While everyone living in urban centers right now—including many of the staff here at Parents—understand the fear of seeing the number of confirmed cases rise and the longing for more space for a family to spread out, we have to face the facts. It's time to settle in and stay put when that is possible. If we leave now, we could do irreparable damage. If we leave now, we could cause the deaths of total strangers or even loved ones.
"If a family unknowingly brings coronavirus with them to a rural setting, they can boost the epidemic in their new setting," explains Dr. Althoff. "To reduce the number of people becoming infected right now as the epidemic is surging in the U.S., it is best to stay at home."
Reasons Families May Need to Leave Home
However, there are circumstances that don't allow for families to shelter safely in place, such as domestic violence or income instability. If you are in an unsafe housing situation, you can contact the National Domestic Violence Hotline for help planning for alternate housing during this time.

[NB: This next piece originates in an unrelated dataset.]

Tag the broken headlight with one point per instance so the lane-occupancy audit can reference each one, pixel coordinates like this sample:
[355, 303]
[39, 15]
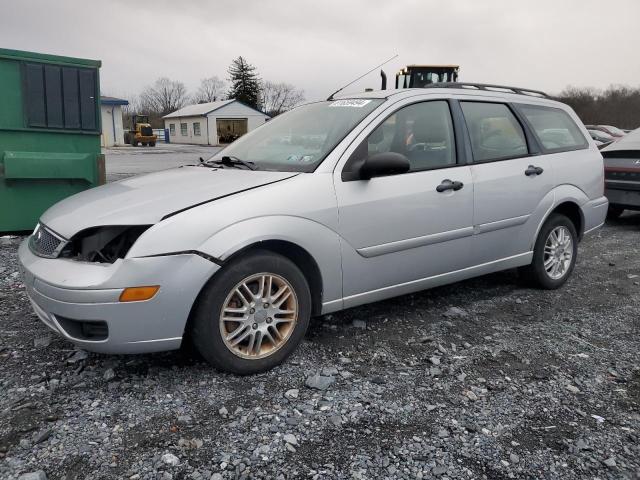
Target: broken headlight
[103, 244]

For those worried about paying rent, the Department of Housing and Urban Development has temporarily suspended “all foreclosures and evictions” until the end of April. Many cities and states have enforced further protections during the coronavirus crisis, including New York, California, and Minnesota. Also, families of essential workers (doctors, nurses, hospital staff, grocery store workers, and many others) can't necessarily keep all their loved ones together at home if the size or layout of their home does not allow for separate space and social distancing. But if you are in a position to stay in place, please stay home—even when it gets scary.
But Dr. Althoff has reassuring advice for worried families: "You can be safe in your home in a densely populated city if you are following your local officials' guidance and orders, washing your hands, and limiting your trips out of your home."